Suasana reses hari itu bukan sekadar agenda seremonial yang datang dan pergi. Ia menjadi momentum lahirnya kembali kepercayaan. Percaya bahwa di balik kursi legislatif yang kadang terasa jauh, masih ada sosok yang benar-benar peduli, hadir dengan hati, dan mau berjalan berdampingan dengan rakyat.
Nasrullah Faizal menyadari, bahwa tugasnya bukan sekadar merumuskan kebijakan atau mengesahkan anggaran. Lebih dari itu, tugasnya adalah menjadi jembatan antara mimpi rakyat dan kenyataan yang bisa disentuh. Ia tak menjanjikan langit, tapi ia berjanji akan memperjuangkan setiap harapan yang tertulis dalam batin rakyatnya.

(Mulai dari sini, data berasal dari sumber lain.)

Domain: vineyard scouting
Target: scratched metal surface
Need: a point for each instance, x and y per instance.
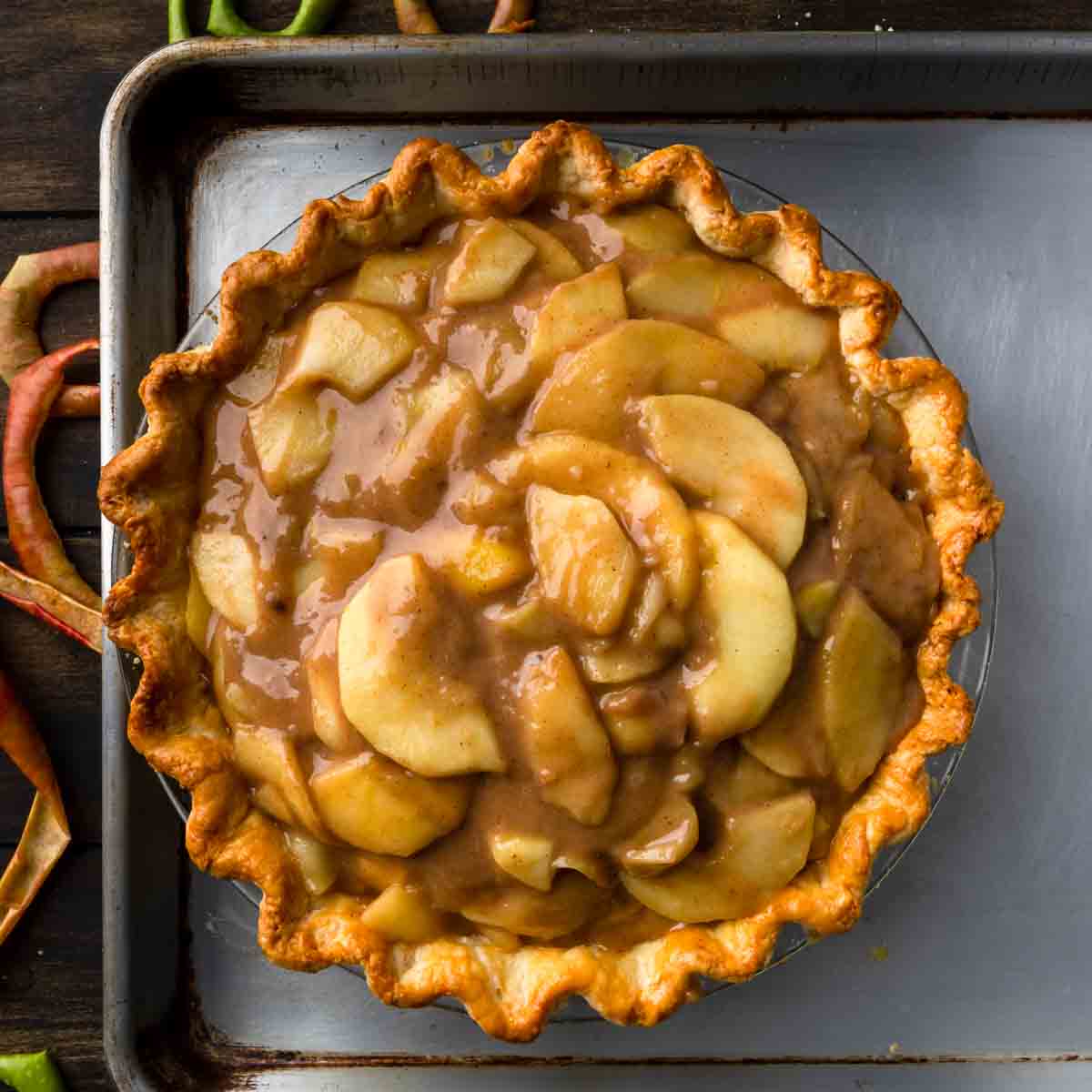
(984, 228)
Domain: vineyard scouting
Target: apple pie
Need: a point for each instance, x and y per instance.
(544, 584)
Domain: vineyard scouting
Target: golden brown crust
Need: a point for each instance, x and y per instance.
(150, 491)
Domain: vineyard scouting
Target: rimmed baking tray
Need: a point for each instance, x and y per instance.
(210, 147)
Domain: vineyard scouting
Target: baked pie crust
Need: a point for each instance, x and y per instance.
(151, 491)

Pertemuan itu pun usai menjelang magrib, namun semangatnya masih menggema di hati warga. Mereka pulang dengan harapan baru, bahwa suara mereka telah didengar, bahwa desa mereka tak dilupakan. Dan di hari itu, di bawah langit Desa Matahoalu yang perlahan berganti senja, benih harapan kembali disemai.
Karena sejatinya, membangun negeri bukan hanya soal infrastruktur, tapi juga tentang membangun kepercayaan—dan hari itu, Nasrullah Faizal telah menapaki satu langkah penting dalam membangun jembatan harapan itu.(Red/Inal).